Aizaz Chaudhry, the spokesman for Pakistan's foreign ministry, declined to comment on Mr. Saeed. However, he added: "The issue of terrorism was one of the agenda items under discussion in our dialogue. We need the dialogue process to resume."
Despite voluminous evidence to the contrary, Mr. Saeed denies any link with LeT. He now officially heads an outfit group called Jamaat-ud-Dawa, which is proscribed by the United Nations as a terrorist group, but is legal in Pakistan.

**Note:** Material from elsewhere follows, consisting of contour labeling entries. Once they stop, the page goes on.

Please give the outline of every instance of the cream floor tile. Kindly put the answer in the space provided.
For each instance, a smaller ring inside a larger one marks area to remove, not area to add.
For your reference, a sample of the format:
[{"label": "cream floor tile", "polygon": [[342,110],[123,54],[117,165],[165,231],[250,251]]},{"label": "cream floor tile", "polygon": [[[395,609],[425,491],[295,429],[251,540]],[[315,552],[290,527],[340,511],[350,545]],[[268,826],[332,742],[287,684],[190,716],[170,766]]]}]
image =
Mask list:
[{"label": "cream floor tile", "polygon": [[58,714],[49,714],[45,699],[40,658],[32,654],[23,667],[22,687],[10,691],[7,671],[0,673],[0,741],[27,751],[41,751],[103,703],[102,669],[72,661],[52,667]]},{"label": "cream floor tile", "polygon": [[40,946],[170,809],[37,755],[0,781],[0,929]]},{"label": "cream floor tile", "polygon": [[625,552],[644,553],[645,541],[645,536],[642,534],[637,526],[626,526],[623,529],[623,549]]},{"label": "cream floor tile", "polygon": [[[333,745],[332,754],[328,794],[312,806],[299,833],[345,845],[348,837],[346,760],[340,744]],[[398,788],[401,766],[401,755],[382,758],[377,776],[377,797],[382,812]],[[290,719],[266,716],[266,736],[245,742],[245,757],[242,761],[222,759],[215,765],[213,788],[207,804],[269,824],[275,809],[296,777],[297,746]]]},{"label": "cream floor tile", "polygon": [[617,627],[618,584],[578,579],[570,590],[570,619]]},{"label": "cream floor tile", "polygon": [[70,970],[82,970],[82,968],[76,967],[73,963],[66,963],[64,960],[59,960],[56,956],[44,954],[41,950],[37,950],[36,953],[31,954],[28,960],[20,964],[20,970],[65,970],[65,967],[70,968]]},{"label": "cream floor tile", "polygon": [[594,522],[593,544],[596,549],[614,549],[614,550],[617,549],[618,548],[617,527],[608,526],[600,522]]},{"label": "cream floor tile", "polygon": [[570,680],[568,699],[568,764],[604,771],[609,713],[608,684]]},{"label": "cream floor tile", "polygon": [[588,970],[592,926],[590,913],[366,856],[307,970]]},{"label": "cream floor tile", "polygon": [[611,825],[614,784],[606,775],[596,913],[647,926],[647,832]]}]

Mr. Saeed's spokesman rejected U.S. and Indian accusations against him. "Mr. Hafiz Saeed has not threatened anyone," said Yahya Mujahid. "Lashkar-e-Taiba was made by Kashmiris and is run by Kashmiris. Hafiz Saeed was never its leader."
LeT has traditionally been focused on the mountainous region of Kashmir, a Muslim-majority area both countries claim. There, the group can take on the Indian military with small-scale attacks, which the Pakistani army couldn't carry out itself without risking war.
LeT fighters are also present in parts of eastern Afghanistan.
Within Pakistan, the group argues against attacks on its own government, security forces and citizens. That sets LeT apart from groups Pakistan sees as menacing, like the Pakistani Taliban, who have turned on their own country under the influence of al Qaeda.
Unlike the Pakistani Taliban, LeT is involved in charity work, including running schools and pharmacies for the poor, and helping with relief work for natural disasters.
For Islamabad, the LeT ideology is a useful counterweight to the Pakistani Taliban, said Christine Fair, an assistant professor at Georgetown University.
"For the Pakistani state, Lashkar-e-Taiba's message of external jihad, of not killing Pakistanis, could be seen as part of the solution," said Ms. Fair.
Ms. Fair said that in LeT's own publications, there was evidence that Hafiz Saeed personally chose which of his activists would be deployed in India.
Arif Jamal, author of a forthcoming book on LeT, "Call for Transnational Jihad," said the group was the armed wing of Jamaat-ud-Dawa, and was much larger in scale than other Pakistani extremist outfits.
"LeT will pose a far-bigger danger and challenge to [Pakistan] than all other groups combined," said Mr. Jamal. "They want to wage jihad in Pakistan as well one day."
For the U.S., LeT isn't a direct terrorist threat currently. However, Washington is concerned about its potential for global reach.
"LeT's decision not to attack the U.S. stems from strategic restraint, but that could change," said Stephen Tankel, author of "Storming the World Stage," a book on LeT. "And if it does, LeT has, or is developing, the capabilities to threaten U.S. interests at home and abroad."